Student Loan Trouble Deepens After Pandemic: What to Do If You’re Struggling to Pay

Tushar Kumar

May 13, 2025

Student Loan Trouble Deepens After Pandemic: What to Do If You’re Struggling to Pay

A recent study reveals that student loan delinquencies in the U.S. have nearly doubled since the onset of the COVID-19 pandemic, signaling a growing financial crisis for millions of borrowers. As of February 2025, 20.5% of federal student loan borrowers with payments due are 90 days or more delinquent, up from 11.5% in February 2020. This marks the highest delinquency rate on record.

The resumption of federal student loan collections on May 5, 2025, after a five-year pause, has intensified the situation. Approximately 5 million borrowers are now in default, facing severe consequences such as wage garnishment, tax refund seizures, and reductions in Social Security benefits.

Understanding the Impact of Delinquency and Default

Understanding the Impact of Delinquency and Default

Falling behind on student loan payments can have significant long-term consequences. These include:

  • Credit Score Damage: Delinquency and default can lead to a substantial drop in your credit score, which may affect your ability to rent an apartment, buy a car, or qualify for other loans.
  • Wage Garnishment: The federal government has the authority to garnish your wages without a court order to repay defaulted loans.
  • Tax Refund and Benefit Seizure: The government can seize your federal tax refunds and a portion of your Social Security benefits to cover unpaid student loan debt.

Steps to Take if You’re Behind on Payments

If you’re struggling to keep up with student loan payments, there are several options available to help you regain control of your finances:

1. Contact Your Loan Servicer Immediately

Your first step should be to reach out to your loan servicer. They can provide guidance tailored to your situation and inform you of any programs or options available to help prevent your loan from entering default.

2. Explore Income-Driven Repayment Plans

Income-Driven Repayment (IDR) plans calculate your monthly payment based on your income and family size. For many borrowers, these plans offer significantly lower monthly payments-and in some cases, payments can be as low as $0.

3. Consider Deferment or Forbearance

If you’re experiencing temporary financial hardship, deferment or forbearance may allow you to pause or reduce your loan payments for a limited period. It’s important to understand the implications of these options, as interest may continue to accrue.
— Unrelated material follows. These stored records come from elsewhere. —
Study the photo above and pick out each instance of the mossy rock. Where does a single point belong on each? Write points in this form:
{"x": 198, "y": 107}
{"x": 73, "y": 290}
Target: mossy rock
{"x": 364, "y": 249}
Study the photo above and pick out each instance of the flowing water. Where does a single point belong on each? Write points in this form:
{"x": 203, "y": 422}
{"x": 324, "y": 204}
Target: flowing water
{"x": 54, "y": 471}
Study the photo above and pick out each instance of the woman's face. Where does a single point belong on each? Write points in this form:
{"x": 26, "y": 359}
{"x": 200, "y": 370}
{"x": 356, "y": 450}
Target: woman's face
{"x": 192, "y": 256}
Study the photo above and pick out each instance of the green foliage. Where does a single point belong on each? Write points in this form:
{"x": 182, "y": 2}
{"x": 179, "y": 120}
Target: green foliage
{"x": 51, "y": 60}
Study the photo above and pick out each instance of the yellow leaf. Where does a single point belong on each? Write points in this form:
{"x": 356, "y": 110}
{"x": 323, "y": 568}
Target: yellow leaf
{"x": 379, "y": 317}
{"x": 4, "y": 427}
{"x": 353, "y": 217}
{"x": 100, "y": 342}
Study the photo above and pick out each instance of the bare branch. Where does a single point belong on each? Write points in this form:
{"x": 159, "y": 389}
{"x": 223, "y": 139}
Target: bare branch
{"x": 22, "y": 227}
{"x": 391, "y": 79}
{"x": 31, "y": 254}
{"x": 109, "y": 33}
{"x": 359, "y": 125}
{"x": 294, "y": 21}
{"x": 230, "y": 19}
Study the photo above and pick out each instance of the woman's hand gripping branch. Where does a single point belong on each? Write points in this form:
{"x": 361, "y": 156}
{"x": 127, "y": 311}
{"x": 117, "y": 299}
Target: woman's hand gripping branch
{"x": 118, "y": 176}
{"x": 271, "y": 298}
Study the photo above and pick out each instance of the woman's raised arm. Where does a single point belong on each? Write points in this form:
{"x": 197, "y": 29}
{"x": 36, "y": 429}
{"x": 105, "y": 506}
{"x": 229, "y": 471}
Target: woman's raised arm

4. Loan Rehabilitation or Consolidation

If your loan is already in default, you still have options:

  • Loan Rehabilitation involves agreeing to make a series of on-time payments (typically nine within ten months) to restore your loan to good standing.
  • Loan Consolidation allows you to combine one or more federal loans into a single loan, which can give you access to IDR plans and remove your loan from default if certain conditions are met.

Resources for Assistance

Several official resources are available to help borrowers manage student loan repayment and avoid the negative consequences of delinquency or default:

  • Federal Student Aid (studentaid.gov): Offers comprehensive information on repayment plans, deferment, forbearance, loan rehabilitation, and consolidation.
  • USA.gov: Provides guidance on resolving loan payment problems, understanding your rights, and finding additional federal support.
  • Consumer Financial Protection Bureau (CFPB): Offers tools and advice for borrowers who are unable to make their student loan payments, including detailed FAQs and complaint resolution services.

Conclusion

The sharp rise in student loan delinquencies since the pandemic underscores the financial pressure many Americans continue to face. As federal loan collections resume, it’s more important than ever for borrowers to understand their rights and available options. Taking prompt action-whether through repayment adjustments, temporary relief, or default recovery programs-can help borrowers avoid the severe consequences of default and work toward long-term financial stability.